One of the problems with Come Back, Little Sheba is that there’s no dramatic tension whatsoever. You’re watching these characters meander through life, but you’re not really wondering what will happen next because nothing does. The title refers to dog the Delaneys had that ran away, and Lola keeps blindly hoping that the dog will return, even though it’s been gone for months. (I can’t really blame the dog for running away from the Delaneys.)
Booth had previously played Lola on Broadway, and won a Tony. She would go on to win the Oscar for Best Actress, making her one of just 9 performers to win both a Tony and an Oscar for playing the same role. Booth does a good job, but her character is so annoying that it overshadows her artistry. Booth’s grating voice predates Jean Stapleton’s squawking tones as Edith Bunker on All in the Family, which doesn’t make Lola any more pleasant or sympathetic. Booth’s overwrought performance looks very dated now; whereas Lancaster’s comparative underplaying still holds up well. The movie shows very clearly how acting styles have changed in the last 60 years.
Booth and Lancaster are a completely mismatched couple. Booth was 15 years older than Lancaster, and she was the right age for the part. She was 53 when filming began in February, 1952, and Lancaster was only 38. Lancaster does well in the role, but to be honest, he was completely miscast. Lancaster was too strong, too virile, too tall, and too young for the part. The role called for someone who was more of an everyman, someone like Lee J. Cobb, or Karl Malden, although they both would have been too young for the part as well. The most ridiculous line of the movie is when Booth says something about Doc not being athletic. Nope, not true, your husband is Burt Lancaster; he’s a former trapeze artist.
One way in which a more everyman actor would have brought different shadings to the role is Doc’s crush on Marie. It should probably be more of a hopeless infatuation, and this would have worked better with an older, more plain-looking actor in the role. As it is, you half expect Terry Moore to start making out with Doc because he’s Burt Lancaster in the prime of his life.

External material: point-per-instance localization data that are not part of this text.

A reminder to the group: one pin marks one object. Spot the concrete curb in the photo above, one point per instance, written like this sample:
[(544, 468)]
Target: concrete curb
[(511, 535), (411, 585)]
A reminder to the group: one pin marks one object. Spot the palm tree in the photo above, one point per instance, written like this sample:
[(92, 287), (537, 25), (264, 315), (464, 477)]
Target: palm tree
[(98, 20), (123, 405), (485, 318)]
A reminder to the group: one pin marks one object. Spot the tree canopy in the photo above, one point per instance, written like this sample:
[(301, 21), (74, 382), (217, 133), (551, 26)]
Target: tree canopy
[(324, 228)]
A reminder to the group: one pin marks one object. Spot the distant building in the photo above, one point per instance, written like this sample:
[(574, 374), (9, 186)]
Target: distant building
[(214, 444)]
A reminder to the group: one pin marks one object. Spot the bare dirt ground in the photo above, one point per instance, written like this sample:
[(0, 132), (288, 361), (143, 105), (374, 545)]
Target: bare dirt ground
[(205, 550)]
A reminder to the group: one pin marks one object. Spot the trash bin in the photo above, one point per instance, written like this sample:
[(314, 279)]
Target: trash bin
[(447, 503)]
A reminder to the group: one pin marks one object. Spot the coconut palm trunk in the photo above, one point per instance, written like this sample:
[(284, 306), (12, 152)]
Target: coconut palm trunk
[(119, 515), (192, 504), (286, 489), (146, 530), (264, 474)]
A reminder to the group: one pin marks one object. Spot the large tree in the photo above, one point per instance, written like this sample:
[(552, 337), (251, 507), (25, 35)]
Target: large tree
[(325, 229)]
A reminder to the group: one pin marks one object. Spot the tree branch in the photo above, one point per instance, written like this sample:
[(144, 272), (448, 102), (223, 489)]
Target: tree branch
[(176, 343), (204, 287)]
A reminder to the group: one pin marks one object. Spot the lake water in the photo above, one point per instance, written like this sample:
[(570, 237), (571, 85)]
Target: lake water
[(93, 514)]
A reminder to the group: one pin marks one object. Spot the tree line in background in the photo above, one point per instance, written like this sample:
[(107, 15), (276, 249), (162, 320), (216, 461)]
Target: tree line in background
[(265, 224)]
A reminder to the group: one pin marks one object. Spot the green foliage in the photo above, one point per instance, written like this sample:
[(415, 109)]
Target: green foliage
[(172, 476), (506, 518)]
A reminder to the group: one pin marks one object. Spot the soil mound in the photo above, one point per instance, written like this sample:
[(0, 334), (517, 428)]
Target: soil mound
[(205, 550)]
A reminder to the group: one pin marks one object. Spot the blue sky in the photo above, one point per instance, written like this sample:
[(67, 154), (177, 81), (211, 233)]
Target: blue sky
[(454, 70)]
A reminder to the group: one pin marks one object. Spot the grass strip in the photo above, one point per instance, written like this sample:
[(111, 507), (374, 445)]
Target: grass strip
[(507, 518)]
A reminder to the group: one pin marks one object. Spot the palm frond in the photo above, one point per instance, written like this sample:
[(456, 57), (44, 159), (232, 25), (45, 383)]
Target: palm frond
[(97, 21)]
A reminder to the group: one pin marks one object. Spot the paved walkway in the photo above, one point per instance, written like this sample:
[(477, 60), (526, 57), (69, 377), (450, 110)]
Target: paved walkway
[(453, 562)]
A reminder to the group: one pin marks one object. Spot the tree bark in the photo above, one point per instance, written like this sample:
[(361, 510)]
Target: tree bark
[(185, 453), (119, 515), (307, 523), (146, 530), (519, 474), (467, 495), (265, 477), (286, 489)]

Lancaster did a fine job playing Doc, and communicating Doc’s quiet battle against his alcoholism. Lancaster clearly had a strong affinity for Doc, and he said “It was a part I wanted to play more than any other I ever got close to. Doc Delaney is the most human, if imperfect, kind of guy ever written into a play or script.” (Burt Lancaster: Pyramid Illustrated History of the Movies, by Tony Thomas, p.54) Although he never said as much publicly, the role of Doc no doubt touched some sort of a nerve with Lancaster, perhaps in part because his second wife Norma, the mother of all 5 of Lancaster’s children, was an alcoholic. In order to play Doc Delaney, Lancaster buries all the handsomeness, all the charisma, and all the physical energy that made him such an electric performer. He wore padding while playing Doc to make himself look heavier and grey was added to his hair to make him look older. Lancaster always conformed to the part; he didn’t try to change the role to fit his image or to play to his strengths. Throughout his career Lancaster played roles that didn’t trade off of his good looks or his charisma. He does it in Sweet Smell of Success, The Leopard, Seven Days in May, Judgment at Nuremburg, and Atlantic City, to name just a few. The amazing range of characters he played is what makes his career so interesting and so varied.
Terry Moore does a fine job as Marie, playing a girl who is torn between the handsome but shallow Turk and Bruce, her steady boyfriend from back home. Moore was nominated for a Best Supporting Actress Oscar for the role. On a side note, Moore claimed that she was secretly married to billionaire Howard Hughes in 1949. Her claims have been disputed, but Moore wrote two books about Hughes.
Come Back, Little Sheba was director Daniel Mann’s first movie, and it shows. Mann had directed the play on Broadway, which was why he was chosen to helm the film. The film is terribly edited, as camera angles change for no reason in the middle of scenes. The continuity is also poor, as, to name just one example, Lancaster is seen opening a car door twice-because the camera angle changes for no reason. Amazingly, the movie was nominated for an Oscar for Best Editing! Fortunately, it didn’t win.
Come Back, Little Sheba is a rather dated relic now, more than 60 years after it was released, but it’s still of interest because of the performances by Booth, Lancaster, and Moore.